Pakar Gizi UNESA Bagikan Panduan Menu Sahur Sehat untuk Puasa Optimal

Pakar gizi dari Universitas Negeri Surabaya (UNESA) telah merilis rekomendasi menu sahur yang sehat dan bergizi untuk mendukung kelancaran ibadah puasa selama bulan Ramadan. Rekomendasi ini dirancang untuk memastikan tubuh tetap berenergi sepanjang hari tanpa mengalami dehidrasi atau kelelahan berlebihan.

Prinsip Dasar Menu Sahur yang Direkomendasikan

Menurut para ahli dari UNESA, menu sahur ideal harus memenuhi beberapa prinsip gizi penting. Pertama, komposisi makanan perlu seimbang antara karbohidrat kompleks, protein, lemak sehat, serta vitamin dan mineral. Kedua, hidrasi yang cukup sangat krusial untuk mencegah dehidrasi selama jam puasa. Ketiga, porsi makanan harus sesuai dengan kebutuhan individu, tidak berlebihan atau terlalu sedikit.

Contoh Menu Sahur Praktis dan Bergizi

Berikut adalah beberapa contoh menu sahur yang dapat diadaptasi sesuai selera dan ketersediaan bahan:

  • Nasi merah dengan lauk ikan bakar, dilengkapi sayuran seperti brokoli atau bayam, serta buah segar seperti pisang atau apel.
  • Oatmeal dengan tambahan kacang-kacangan dan buah beri, yang kaya serat dan antioksidan untuk menjaga stamina.
  • Roti gandum dengan telur rebus dan salad sayur, sebagai alternatif cepat saji yang tetap bernutrisi tinggi.

Para pakar menekankan bahwa menghindari makanan tinggi gula dan lemak jenuh saat sahur dapat mencegah rasa lemas di siang hari. Selain itu, konsumsi air putih yang cukup minimal dua gelas sebelum imsak sangat dianjurkan untuk menjaga keseimbangan cairan tubuh.
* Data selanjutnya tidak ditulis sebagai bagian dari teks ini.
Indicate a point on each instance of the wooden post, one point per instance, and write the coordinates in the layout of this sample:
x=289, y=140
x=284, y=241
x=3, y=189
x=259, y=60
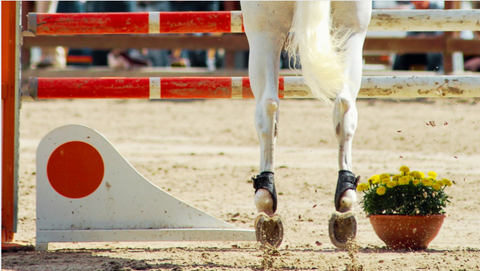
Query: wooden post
x=448, y=56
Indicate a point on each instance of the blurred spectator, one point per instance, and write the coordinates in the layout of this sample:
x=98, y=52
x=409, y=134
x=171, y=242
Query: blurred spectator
x=194, y=58
x=50, y=56
x=159, y=58
x=116, y=58
x=430, y=61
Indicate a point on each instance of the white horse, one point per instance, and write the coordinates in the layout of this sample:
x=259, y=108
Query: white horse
x=328, y=37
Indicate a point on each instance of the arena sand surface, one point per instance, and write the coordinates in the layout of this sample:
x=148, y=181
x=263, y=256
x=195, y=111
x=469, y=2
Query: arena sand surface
x=204, y=152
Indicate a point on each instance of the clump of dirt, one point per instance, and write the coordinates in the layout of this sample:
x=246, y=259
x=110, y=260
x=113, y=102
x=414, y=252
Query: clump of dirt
x=270, y=253
x=352, y=249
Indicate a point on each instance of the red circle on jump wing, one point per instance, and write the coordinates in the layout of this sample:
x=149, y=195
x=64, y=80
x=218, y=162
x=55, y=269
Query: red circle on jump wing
x=75, y=169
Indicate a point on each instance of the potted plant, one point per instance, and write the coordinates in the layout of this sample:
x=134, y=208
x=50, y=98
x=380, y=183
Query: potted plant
x=406, y=210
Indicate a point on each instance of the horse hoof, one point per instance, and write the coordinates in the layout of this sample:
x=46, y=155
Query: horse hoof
x=342, y=228
x=269, y=230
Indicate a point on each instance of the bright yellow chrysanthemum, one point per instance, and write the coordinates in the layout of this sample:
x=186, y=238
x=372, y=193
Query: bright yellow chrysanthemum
x=384, y=176
x=404, y=169
x=404, y=180
x=374, y=179
x=427, y=182
x=381, y=190
x=415, y=174
x=447, y=182
x=391, y=184
x=362, y=187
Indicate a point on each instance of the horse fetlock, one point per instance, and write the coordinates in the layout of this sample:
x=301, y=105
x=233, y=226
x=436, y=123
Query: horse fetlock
x=348, y=201
x=264, y=201
x=271, y=106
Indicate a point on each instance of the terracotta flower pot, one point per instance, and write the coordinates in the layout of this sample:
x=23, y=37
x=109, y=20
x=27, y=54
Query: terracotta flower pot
x=407, y=232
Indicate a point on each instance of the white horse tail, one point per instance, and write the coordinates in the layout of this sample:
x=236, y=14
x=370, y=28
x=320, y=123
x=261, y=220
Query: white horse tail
x=320, y=48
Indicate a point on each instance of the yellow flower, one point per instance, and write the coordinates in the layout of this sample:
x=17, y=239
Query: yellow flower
x=427, y=182
x=374, y=179
x=381, y=190
x=391, y=184
x=404, y=169
x=362, y=187
x=447, y=182
x=404, y=180
x=384, y=176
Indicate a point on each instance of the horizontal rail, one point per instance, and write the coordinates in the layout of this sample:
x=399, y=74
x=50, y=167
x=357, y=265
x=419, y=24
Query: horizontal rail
x=235, y=42
x=231, y=22
x=239, y=87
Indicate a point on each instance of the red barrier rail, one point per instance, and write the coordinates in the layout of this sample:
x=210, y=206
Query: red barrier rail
x=143, y=88
x=239, y=87
x=135, y=23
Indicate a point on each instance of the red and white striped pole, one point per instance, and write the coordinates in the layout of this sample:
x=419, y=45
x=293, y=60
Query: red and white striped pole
x=155, y=88
x=231, y=22
x=135, y=23
x=239, y=87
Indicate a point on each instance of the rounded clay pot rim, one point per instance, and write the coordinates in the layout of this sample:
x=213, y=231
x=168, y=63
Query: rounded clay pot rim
x=409, y=216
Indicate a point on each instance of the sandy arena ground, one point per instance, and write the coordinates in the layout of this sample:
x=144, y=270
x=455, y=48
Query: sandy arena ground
x=204, y=152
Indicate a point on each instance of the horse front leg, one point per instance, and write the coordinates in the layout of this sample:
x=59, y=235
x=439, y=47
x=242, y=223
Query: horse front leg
x=342, y=226
x=266, y=27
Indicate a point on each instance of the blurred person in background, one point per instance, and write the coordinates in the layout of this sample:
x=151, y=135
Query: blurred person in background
x=116, y=58
x=194, y=58
x=427, y=61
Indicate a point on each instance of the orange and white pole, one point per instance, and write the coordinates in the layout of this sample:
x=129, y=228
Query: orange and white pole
x=11, y=24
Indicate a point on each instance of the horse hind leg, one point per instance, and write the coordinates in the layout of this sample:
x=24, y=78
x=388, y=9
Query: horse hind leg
x=266, y=27
x=342, y=226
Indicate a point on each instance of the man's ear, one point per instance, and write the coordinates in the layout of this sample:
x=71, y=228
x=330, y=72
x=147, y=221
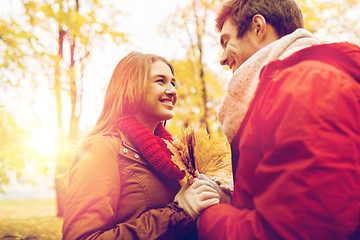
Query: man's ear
x=259, y=26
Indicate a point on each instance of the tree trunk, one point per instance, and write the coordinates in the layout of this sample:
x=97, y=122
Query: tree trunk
x=59, y=186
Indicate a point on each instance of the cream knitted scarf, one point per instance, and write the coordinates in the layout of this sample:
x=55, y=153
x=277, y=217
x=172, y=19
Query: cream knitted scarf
x=243, y=84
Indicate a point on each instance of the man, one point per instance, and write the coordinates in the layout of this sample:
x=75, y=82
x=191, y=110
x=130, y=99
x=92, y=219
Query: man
x=292, y=116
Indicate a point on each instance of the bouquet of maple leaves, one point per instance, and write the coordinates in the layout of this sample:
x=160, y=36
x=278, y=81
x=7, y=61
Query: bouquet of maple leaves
x=195, y=151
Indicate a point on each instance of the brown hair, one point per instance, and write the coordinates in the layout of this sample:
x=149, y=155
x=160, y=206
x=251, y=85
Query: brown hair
x=126, y=93
x=284, y=15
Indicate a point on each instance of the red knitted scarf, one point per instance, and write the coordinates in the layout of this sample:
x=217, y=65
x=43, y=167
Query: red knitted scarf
x=152, y=146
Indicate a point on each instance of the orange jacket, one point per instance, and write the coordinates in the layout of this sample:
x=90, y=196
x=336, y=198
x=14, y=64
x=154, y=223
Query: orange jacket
x=115, y=194
x=296, y=156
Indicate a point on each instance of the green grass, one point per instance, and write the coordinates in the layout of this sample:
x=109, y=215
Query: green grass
x=29, y=220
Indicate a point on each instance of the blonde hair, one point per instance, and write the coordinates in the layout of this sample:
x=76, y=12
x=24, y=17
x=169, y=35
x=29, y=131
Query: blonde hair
x=126, y=93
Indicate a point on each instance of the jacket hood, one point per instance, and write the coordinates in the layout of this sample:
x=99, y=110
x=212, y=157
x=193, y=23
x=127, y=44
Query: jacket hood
x=345, y=56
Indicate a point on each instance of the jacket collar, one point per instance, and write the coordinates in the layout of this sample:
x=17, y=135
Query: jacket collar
x=128, y=150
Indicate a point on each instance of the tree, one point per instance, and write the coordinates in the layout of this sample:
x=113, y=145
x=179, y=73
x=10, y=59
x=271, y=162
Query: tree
x=192, y=25
x=62, y=33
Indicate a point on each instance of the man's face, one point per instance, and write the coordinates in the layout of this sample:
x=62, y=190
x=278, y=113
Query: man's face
x=236, y=50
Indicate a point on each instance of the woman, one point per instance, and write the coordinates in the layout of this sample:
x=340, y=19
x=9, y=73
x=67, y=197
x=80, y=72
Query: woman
x=122, y=183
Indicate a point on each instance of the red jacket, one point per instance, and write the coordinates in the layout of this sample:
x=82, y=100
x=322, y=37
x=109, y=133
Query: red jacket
x=296, y=156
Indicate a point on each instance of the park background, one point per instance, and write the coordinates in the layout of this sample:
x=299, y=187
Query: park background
x=56, y=59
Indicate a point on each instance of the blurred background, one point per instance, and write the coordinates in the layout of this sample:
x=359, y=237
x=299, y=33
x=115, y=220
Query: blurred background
x=57, y=57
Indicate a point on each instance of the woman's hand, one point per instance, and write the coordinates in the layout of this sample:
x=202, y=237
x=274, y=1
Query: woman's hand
x=196, y=197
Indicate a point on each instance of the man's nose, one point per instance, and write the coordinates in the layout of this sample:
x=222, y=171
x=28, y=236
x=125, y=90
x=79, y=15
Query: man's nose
x=223, y=60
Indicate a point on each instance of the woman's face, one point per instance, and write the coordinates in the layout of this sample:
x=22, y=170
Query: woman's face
x=161, y=95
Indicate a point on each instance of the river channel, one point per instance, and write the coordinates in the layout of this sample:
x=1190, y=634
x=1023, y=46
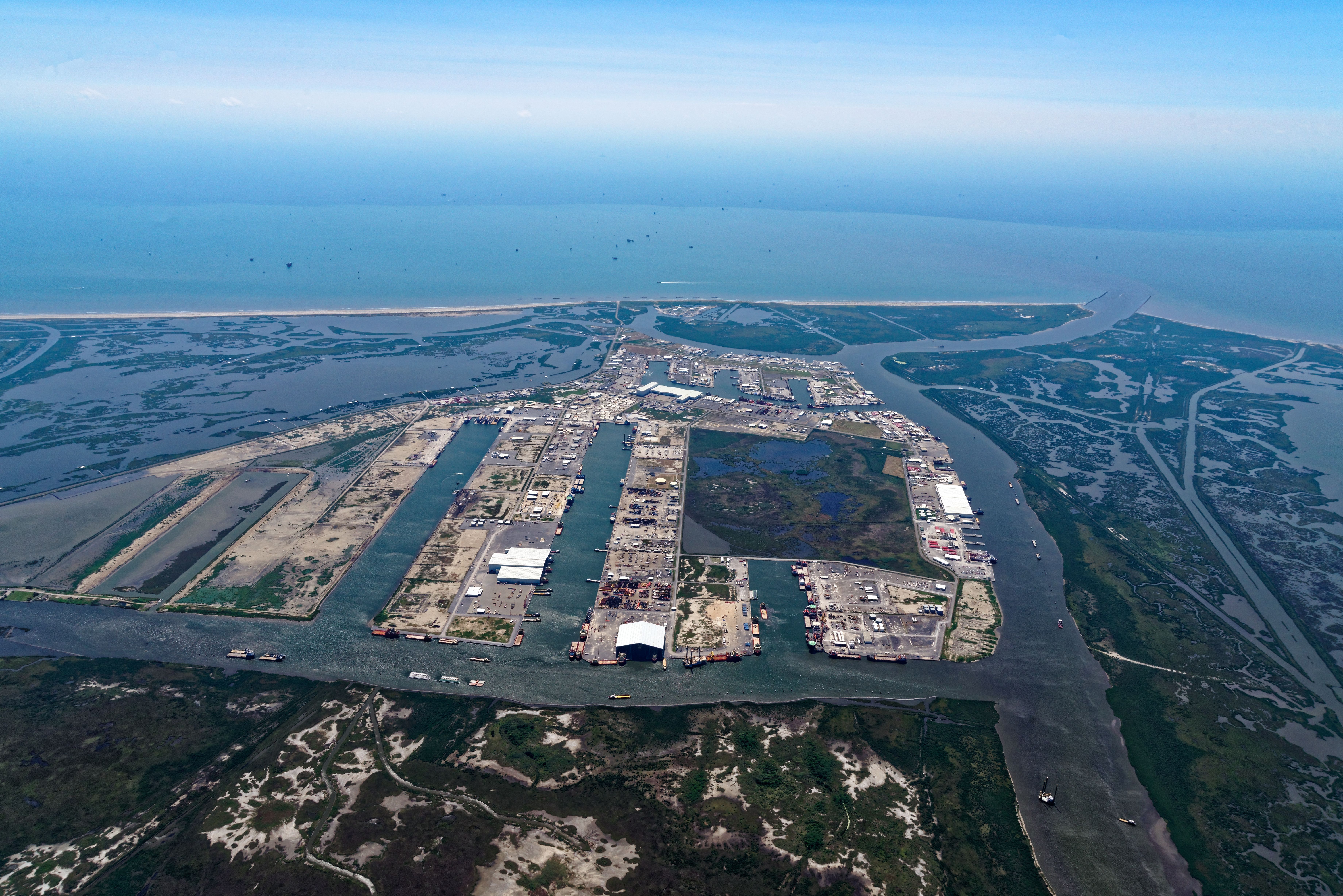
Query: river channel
x=1048, y=688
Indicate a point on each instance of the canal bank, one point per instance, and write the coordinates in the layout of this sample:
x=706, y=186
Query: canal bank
x=1048, y=688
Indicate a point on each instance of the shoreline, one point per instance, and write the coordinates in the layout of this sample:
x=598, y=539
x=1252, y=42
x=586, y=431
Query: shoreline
x=452, y=311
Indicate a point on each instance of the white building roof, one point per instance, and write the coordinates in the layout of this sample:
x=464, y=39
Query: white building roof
x=668, y=390
x=527, y=553
x=954, y=500
x=510, y=561
x=644, y=633
x=520, y=574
Pentingnya Konsultasi Gizi Personal

Meskipun rekomendasi ini bersifat umum, UNESA mengingatkan bahwa kebutuhan gizi setiap orang dapat bervariasi berdasarkan usia, aktivitas, dan kondisi kesehatan. Oleh karena itu, konsultasi dengan ahli gizi atau tenaga medis disarankan untuk mendapatkan panduan yang lebih spesifik dan terpersonalisasi, terutama bagi individu dengan penyakit tertentu seperti diabetes atau hipertensi.

Dengan menerapkan pola makan sahur yang sehat, diharapkan umat Muslim dapat menjalankan ibadah puasa dengan lebih nyaman dan produktif, sambil menjaga kesehatan tubuh secara keseluruhan.